Premise #1: We want to maximize pleasure (utility) and minimize pain (disutility).

Premise #2: Within the unit of people we care about, we care about everyone equally.

Premise #3: Central planning doesn't work very well, so we want to maintain a market economy.

Premise #4: We already have a fairly industrialized, advanced capitalist economy.

ARGUMENT:

  1. Being in poverty is extremely bad for people's wellbeing, both in terms of physical and psychological health. It is extremely unpleasant for people to be homeless or hungry, or having to make decisions like choosing between heat in the winter, medicine, or food. Poverty sucks -- it is painful not being able to afford the essentials of life.

  2. Being afraid of falling into poverty is also bad for people's wellbeing -- it is a major source of worry and concern because everyone knows that being impoverished sucks and is painful. So the existence of poverty is a cause of pain for a much larger group than those actually impoverished. Fear of poverty also leads people to refuse to take risks to avoid the pain of poverty, which leads to less pleasure.

  3. Diminishing marginal utility. At a certain point, another yacht for the ultrawealthy rich guy is not going to make him significantly happier. Money can't buy love, you can't take it with you, etc. etc. However, charging that guy more in taxes and using those resources to eliminate poverty will make the groups mentioned in #1 and #2 significantly more happy.

  4. We should be OK with high taxes in exchange for eliminating poverty by directly providing the necessities of life for those who cannot afford them. The pain avoided by eliminating poverty outweighs the pain imposed by the taxes (or the pleasure that is lost for the wealthy) because of the principle of diminishing marginal utility. Poverty causes more unhappiness than luxuries cause happiness.

Responses to obvious objections:

a. "Eliminating poverty will cause more pain in the long run because the economy will collapse or at the very least growth will slow, leading to a decline in living standards for everyone." Response: This doesn't seem to have happened in Scandinavia.
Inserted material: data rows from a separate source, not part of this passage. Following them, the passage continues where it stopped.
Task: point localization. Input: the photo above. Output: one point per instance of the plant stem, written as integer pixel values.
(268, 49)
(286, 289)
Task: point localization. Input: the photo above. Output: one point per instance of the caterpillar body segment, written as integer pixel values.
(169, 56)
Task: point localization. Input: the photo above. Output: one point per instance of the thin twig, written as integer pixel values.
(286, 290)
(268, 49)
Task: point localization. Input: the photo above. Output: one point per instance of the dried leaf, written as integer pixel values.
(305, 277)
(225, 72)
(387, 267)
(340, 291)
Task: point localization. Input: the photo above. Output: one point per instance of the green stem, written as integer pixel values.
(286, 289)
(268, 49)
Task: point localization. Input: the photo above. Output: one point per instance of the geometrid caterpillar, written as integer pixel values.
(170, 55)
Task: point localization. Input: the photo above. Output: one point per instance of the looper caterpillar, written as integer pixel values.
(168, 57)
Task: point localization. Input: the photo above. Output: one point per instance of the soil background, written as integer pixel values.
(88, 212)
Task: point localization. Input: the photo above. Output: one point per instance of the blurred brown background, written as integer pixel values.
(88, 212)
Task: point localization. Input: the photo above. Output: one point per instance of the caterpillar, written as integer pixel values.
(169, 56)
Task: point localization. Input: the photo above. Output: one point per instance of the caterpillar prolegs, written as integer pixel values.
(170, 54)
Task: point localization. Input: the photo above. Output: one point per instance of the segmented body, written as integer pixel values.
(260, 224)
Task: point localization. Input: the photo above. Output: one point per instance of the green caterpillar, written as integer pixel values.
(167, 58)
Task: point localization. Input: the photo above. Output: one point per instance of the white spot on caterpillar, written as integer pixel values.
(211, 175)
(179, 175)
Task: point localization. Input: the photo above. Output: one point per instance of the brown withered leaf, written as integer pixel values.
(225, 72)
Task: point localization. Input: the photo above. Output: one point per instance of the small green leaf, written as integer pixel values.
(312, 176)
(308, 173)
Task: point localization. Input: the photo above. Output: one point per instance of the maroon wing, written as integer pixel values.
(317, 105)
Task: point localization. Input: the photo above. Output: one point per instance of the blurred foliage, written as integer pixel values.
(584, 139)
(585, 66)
The Scandinavian countries have been strong welfare states for a long time and are still very wealthy countries, among the wealthiest in the world. They haven't had their economies collapse from having too many layabouts and such.

b. "Charging me high taxes on wealth I created infringes on my liberties/freedom". Response: This may be a coherent objection, but it's not a utilitarian objection, it's a rights-based objection.

c. "The Scandinavian countries only could do this because they are ethnically homogenous, tightly knit societies. Look at Sweden right now, it's falling apart as they let in more immigrants." Response: This goes more to the political problem with instituting this system rather than the desirability of the system itself. The fact that present-day social democrats are pro immigration does not make immigration a necessary part of a social democracy. One can easily imagine a social democracy with Japan-style immigration restrictions.

d. "I only care about those who are deserving to not be in poverty; I don't care about everyone, I'm fine with people being in poverty if they do nothing to better themselves, or if they are in the outgroup." Response: This is also not really a utilitarian objection. Who "deserves" what is a question of justice, of deontology. But here, we are trying to maximize pleasure and minimize pain. This is difficult enough, boiling down all of human experience into two buckets, "pleasure" and "pain". If you add a whole 'nother set of buckets, "good people", "medium people", "bad people"... then you've really abandoned the exercise and are just doing deontology with extra steps. The pain someone experiences from not having housing or food or heat during the winter is plainly real and sincerely felt, even if you believe that that person should have done something different to avoid being in that state.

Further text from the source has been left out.